PHOTO: In this Jan. 12, 2023, file photo, former University of Kentucky swimmer Riley Gaines, second from right, stands during a rally outside of the NCAA Convention in San Antonio, Texas. (Darren Abate/AP, FILE)
PHOTO: In this Jan. 12, 2023, file photo, former University of Kentucky swimmer Riley Gaines, second from right, stands during a rally outside of the NCAA Convention in San Antonio, Texas. (Darren Abate/AP, FILE)

In a statement, the NCAA said that while it "does not comment on pending litigation, the Association and its members will continue to promote Title IX, make unprecedented investments in women's sports and ensure fair competition in all NCAA championships."

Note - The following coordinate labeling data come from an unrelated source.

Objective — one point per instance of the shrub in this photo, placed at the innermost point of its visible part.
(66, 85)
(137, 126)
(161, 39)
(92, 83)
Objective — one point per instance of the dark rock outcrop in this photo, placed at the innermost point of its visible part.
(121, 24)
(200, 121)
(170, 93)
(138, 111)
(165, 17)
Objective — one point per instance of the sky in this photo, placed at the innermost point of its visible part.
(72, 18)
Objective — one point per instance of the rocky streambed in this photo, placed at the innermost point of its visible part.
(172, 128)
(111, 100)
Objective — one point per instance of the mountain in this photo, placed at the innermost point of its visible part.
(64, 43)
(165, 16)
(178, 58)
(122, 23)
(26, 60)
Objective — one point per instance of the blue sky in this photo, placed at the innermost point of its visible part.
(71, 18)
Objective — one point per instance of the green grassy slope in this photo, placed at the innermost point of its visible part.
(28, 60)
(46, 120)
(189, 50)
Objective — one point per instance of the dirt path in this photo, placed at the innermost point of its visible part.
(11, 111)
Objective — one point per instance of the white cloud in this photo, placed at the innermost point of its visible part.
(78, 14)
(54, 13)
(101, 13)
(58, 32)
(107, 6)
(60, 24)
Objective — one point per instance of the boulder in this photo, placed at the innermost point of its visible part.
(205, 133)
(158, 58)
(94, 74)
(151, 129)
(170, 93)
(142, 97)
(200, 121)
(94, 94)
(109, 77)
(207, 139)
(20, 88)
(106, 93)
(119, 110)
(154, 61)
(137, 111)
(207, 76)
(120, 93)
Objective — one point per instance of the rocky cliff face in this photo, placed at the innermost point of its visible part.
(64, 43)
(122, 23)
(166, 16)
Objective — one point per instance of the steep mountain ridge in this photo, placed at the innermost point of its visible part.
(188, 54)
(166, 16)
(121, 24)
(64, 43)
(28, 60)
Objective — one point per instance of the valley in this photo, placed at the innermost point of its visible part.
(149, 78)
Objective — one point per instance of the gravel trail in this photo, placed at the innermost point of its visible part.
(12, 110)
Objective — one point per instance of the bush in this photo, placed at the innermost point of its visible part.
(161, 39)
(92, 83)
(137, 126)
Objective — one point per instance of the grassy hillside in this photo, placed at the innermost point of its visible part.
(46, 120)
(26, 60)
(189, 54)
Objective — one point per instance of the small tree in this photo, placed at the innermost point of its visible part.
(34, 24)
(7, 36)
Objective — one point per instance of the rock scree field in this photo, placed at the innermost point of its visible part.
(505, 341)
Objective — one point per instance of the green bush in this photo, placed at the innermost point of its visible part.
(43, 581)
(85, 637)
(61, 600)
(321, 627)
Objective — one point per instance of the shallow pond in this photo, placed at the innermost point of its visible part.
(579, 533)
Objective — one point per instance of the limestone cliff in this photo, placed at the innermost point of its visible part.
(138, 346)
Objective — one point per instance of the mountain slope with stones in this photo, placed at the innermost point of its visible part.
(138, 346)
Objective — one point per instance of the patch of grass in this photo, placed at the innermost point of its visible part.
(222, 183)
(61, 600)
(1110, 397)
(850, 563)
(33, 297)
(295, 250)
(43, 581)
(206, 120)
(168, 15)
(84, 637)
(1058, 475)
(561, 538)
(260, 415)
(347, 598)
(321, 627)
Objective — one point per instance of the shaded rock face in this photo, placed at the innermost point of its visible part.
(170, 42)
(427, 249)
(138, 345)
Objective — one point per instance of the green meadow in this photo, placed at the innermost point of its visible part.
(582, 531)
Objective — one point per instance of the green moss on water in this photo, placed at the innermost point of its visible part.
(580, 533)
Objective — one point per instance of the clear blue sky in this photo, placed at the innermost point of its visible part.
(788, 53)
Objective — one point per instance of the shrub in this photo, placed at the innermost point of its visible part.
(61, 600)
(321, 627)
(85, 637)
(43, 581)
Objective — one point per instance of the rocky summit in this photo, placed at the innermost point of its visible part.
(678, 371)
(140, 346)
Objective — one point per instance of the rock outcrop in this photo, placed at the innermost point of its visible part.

MORE: Transgender swimmer Lia Thomas speaks out about backlash, future plans to compete

In 2022, Lia Thomas sat down with ABC News' Juju Chang following the University of Pennsylvania swimmer's historic Division 1 National title win.

"Trans people don't transition for athletics. we transition to be happy and authentic and our true selves," Thomas told Chang. "Transitioning to get an advantage is not something that ever factors into our decisions."

"I knew there would be scrutiny against me if I competed as a woman. I was prepared for that," Thomas said. "But I also don't need anybody's permission to be-- myself and to-- to do the sport that I love."

Thomas did not immediately respond to ABC News' requests for comment on the lawsuit.

Dr. Anna Baeth, director of research at the nonprofit LGBTQ athletic advocacy group Athlete Ally, said in a statement that the organization "firmly" believes that the latest research from advocacy groups and "guidelines at the highest level of sport underscore that transgender athletes do not have an inherent advantage in sport and should be not just accepted, but celebrated, in NCAA sport."